Privacy-preserving fitness recommendation system using modified seagull monarch butterfly optimized deep learning model

Abstract

This paper presents a novel modified seagull monarch butterfly optimization (MSMBO) algorithm, with a multi-objective focus on privacy and personalization in the fitness recommender system using a refined three-tier deep learning structure. The method is divided into three phases. In the first phase, fitness data from wearable devices undergoes preprocessing to eliminate noise and standardize features. The second phase incorporates improved elliptic curve cryptography (IECC) alongside the MSMBO to encrypt user data securely, ensuring privacy in cloud storage.

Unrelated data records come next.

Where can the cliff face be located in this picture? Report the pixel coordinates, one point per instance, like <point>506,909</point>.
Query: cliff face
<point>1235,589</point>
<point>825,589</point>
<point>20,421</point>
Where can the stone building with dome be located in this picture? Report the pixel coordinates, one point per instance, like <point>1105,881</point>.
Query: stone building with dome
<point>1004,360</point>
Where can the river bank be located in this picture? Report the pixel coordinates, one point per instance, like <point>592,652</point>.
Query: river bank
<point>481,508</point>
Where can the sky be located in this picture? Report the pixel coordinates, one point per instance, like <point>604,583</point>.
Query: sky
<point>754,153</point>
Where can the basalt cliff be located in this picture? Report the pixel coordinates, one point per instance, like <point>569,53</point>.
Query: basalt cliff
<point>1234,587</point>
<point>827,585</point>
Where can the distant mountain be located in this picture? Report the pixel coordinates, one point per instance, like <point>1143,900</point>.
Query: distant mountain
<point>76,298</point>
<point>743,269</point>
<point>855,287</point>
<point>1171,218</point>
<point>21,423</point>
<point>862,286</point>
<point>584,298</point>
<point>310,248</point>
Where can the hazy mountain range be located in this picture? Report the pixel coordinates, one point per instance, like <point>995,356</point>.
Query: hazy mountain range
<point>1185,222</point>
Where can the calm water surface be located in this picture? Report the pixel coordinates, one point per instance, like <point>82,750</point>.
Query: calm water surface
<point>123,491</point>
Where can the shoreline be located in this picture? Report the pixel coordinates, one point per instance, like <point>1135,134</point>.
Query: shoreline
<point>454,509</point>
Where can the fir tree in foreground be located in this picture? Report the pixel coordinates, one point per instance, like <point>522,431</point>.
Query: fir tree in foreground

This phase also enhances neural network performance by optimizing weights and hyperparameters through feature selection, effectively reducing data complexity while boosting accuracy. In the third phase, ConvCaps extracts spatial data features, while Bi-LSTM identifies temporal dependencies. The proposed system balances multiple objectives like novelty, accuracy, and precision, while safeguarding user data through robust encryption. With the experimental findings, our suggested method performs better than current existing models, especially in heart rate prediction and fitness pattern identification. The overall outcome makes the system ideal for privacyconscious, personalized fitness recommendations. The model’s shows significant improvement in mean squared error (MSE), normalized mean squared error (NMSE), and mean absolute percentage error (MAPE), thus verifying its effectiveness in secure, real-time fitness tracking.